Mar 26, 2015 11:41 PM EDT
A continual increase in intelligence quotient (IQ) scores over the past century seems to indicate that most Americans are smarter than their grandparents were. Is this really true? And if so, why?
The dramatic rise in IQ scores over the past century has been termed the Flynn effect, after psychologist James Flynn who discovered this trend in the 1980s.

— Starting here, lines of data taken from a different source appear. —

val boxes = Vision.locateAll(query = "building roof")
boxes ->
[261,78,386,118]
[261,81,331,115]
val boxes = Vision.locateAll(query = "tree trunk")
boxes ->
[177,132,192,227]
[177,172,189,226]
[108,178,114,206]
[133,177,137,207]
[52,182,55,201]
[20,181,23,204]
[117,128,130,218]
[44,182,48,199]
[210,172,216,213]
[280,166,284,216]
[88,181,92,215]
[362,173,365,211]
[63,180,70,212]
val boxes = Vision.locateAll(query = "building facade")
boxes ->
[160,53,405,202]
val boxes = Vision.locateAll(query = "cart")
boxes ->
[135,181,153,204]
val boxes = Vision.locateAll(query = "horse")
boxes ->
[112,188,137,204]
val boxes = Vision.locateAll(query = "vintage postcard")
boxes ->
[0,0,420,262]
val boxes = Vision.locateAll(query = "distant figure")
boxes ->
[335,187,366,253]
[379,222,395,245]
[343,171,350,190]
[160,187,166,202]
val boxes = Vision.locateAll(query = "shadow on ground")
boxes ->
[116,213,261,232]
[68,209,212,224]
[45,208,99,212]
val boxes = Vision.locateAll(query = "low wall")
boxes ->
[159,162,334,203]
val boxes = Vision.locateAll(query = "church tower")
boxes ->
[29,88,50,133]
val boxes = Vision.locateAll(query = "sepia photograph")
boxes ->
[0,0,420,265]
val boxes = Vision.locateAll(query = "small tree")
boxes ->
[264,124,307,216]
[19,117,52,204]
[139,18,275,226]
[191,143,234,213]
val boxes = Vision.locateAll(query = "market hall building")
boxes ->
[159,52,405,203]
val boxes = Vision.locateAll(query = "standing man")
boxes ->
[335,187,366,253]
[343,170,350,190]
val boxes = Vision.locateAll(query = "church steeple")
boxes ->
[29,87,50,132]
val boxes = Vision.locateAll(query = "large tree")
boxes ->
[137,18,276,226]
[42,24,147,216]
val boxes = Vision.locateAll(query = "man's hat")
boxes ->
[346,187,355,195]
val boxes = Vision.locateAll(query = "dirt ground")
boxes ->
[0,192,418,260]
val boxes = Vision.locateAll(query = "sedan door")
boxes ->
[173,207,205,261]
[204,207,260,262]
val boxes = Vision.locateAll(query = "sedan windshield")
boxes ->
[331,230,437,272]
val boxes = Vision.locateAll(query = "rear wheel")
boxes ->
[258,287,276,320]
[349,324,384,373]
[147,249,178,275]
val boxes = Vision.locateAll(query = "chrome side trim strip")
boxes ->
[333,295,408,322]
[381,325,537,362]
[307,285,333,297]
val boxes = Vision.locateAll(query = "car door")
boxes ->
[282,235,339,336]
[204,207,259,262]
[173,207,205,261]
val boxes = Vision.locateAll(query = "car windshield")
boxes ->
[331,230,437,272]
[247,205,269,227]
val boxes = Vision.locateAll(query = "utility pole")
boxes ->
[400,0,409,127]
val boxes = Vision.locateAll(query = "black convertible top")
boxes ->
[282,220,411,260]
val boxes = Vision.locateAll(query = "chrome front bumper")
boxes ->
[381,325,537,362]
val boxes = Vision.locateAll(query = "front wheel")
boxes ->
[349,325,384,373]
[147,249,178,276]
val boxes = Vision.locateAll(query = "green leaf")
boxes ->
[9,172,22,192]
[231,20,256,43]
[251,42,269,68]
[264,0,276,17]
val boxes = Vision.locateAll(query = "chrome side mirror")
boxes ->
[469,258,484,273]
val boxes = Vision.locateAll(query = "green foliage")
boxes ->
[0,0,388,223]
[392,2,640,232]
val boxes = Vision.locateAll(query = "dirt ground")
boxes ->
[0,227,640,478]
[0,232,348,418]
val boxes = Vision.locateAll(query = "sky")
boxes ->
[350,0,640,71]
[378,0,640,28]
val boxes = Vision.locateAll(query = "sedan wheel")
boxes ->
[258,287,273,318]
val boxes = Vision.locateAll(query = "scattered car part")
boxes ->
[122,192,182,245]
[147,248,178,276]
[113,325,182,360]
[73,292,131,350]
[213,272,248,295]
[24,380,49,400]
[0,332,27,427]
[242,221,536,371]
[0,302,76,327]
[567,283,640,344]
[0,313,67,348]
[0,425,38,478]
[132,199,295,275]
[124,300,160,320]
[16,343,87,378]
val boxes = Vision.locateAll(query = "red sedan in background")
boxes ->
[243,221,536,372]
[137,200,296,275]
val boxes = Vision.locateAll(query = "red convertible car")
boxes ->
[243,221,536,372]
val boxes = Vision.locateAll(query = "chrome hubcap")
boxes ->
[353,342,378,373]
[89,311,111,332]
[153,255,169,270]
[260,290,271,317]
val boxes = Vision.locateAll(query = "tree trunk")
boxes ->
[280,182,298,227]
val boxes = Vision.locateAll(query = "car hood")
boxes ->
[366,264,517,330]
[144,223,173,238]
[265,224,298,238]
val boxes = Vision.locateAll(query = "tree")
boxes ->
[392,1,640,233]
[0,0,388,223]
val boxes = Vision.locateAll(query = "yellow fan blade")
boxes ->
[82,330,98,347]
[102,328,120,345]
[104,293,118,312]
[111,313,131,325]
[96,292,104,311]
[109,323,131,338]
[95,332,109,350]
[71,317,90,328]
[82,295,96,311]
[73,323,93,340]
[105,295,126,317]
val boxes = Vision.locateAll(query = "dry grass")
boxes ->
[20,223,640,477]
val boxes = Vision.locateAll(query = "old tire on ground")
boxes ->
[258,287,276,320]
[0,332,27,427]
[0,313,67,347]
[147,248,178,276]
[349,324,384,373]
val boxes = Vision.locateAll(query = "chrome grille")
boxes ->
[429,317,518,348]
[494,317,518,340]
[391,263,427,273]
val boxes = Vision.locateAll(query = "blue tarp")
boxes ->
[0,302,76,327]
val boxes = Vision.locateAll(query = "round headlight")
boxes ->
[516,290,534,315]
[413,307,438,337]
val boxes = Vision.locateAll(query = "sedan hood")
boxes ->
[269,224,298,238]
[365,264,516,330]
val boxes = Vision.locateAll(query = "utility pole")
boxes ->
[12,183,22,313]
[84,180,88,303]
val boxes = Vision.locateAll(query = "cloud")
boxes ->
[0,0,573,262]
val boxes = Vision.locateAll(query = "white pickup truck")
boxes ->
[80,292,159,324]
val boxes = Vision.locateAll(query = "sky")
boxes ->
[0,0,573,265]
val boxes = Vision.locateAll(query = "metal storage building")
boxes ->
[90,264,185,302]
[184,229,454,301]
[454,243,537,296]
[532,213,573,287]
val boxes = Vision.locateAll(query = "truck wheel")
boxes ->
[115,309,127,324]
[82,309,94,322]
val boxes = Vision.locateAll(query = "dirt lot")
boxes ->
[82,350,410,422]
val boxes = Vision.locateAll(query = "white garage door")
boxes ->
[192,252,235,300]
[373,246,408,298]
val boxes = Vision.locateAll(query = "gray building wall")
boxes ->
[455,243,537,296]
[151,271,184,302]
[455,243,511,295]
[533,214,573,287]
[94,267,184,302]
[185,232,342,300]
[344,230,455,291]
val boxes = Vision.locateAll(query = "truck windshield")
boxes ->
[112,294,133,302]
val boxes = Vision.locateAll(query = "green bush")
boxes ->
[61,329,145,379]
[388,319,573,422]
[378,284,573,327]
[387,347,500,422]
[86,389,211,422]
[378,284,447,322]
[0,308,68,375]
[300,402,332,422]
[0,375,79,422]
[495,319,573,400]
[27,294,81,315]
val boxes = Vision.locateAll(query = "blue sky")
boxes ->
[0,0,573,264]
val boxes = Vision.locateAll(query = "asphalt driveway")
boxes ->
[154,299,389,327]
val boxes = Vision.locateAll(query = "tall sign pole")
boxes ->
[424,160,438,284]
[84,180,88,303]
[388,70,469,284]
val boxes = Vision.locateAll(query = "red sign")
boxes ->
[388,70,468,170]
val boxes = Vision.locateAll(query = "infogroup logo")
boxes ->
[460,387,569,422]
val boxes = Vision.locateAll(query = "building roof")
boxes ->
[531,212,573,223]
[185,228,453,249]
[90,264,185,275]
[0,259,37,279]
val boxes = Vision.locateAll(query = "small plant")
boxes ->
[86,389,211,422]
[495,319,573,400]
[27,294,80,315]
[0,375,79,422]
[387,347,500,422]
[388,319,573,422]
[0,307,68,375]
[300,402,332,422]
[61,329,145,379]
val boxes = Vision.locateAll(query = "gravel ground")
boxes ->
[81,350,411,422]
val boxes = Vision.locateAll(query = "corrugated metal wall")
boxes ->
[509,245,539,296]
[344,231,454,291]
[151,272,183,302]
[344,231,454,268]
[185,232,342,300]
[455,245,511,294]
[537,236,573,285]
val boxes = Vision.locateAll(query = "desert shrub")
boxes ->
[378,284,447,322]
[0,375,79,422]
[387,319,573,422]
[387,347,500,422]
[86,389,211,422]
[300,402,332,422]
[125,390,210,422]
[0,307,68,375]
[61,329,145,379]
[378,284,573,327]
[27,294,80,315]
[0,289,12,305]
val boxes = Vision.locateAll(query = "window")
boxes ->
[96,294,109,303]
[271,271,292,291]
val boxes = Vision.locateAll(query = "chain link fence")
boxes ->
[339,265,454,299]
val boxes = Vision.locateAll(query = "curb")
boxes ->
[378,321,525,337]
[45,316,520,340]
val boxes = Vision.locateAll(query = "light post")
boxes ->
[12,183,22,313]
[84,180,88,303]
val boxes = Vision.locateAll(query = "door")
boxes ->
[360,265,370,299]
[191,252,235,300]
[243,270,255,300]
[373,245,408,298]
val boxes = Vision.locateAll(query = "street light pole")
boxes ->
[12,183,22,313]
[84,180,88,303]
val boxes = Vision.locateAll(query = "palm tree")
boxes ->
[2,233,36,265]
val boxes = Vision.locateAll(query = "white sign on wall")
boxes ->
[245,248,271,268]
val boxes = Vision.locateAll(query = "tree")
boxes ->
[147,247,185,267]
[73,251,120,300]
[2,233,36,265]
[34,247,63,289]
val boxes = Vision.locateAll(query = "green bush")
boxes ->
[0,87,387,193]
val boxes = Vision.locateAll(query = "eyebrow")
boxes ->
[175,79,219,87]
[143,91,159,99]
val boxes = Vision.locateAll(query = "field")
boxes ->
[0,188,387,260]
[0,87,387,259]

Flynn states that if a person living a century ago would have taken an IQ test and scored it against today's standards, he or she would have received an average score of 70. Meanwhile, if a person from the current generation were to take a test in accordance with prior generations' norms, he or she would score an IQ of 130.
Hypotheses pointing toward the role of genetics and nutrition have generally not satisfied the academic community, while the notion that we're geniuses and that our grandparents were mentally retarded is also regarded as illogical and improbable.
Researchers such as David Baker, professor of sociology and education at Penn State, have tried to come up with other explanations related to a confluence of environmental factors.
"If you look at a chart of the Flynn Effect over the 20th century in the United States, for example, you notice that the proportion of children and youth attending school and how long they attend lines up nicely with the gains in IQ scores," Baker said in an interview with Futurity.
Over the last centuries, as school enrollment rates increased, so did students' exposure to activities that had a profound influence on brain development and thinking skills. Although today there is the widespread perception that the quality of school education is waning, in reality, the shift from memorization-focused learning to problem solving and abstract thinking skills has increased what he refers to as our liquid intelligence. The latter refers to the flexible thinking and abstract problem solving that scores high on IQ tests.
To measure how challenging lessons were by comparing those given at the start of the century to now, researchers analyzed more than 28,000 pages of content in textbooks published from 1930 to 2000. They measured, for example, whether students were required to learn multiple strategies to find solutions or needed other mental skills to solve problems. Additionally, a separate study was conducted in rural communities in Peru where formal education is a recent development. The results indicated that there was a dramatic spike in cognitive reasoning after student began attending school.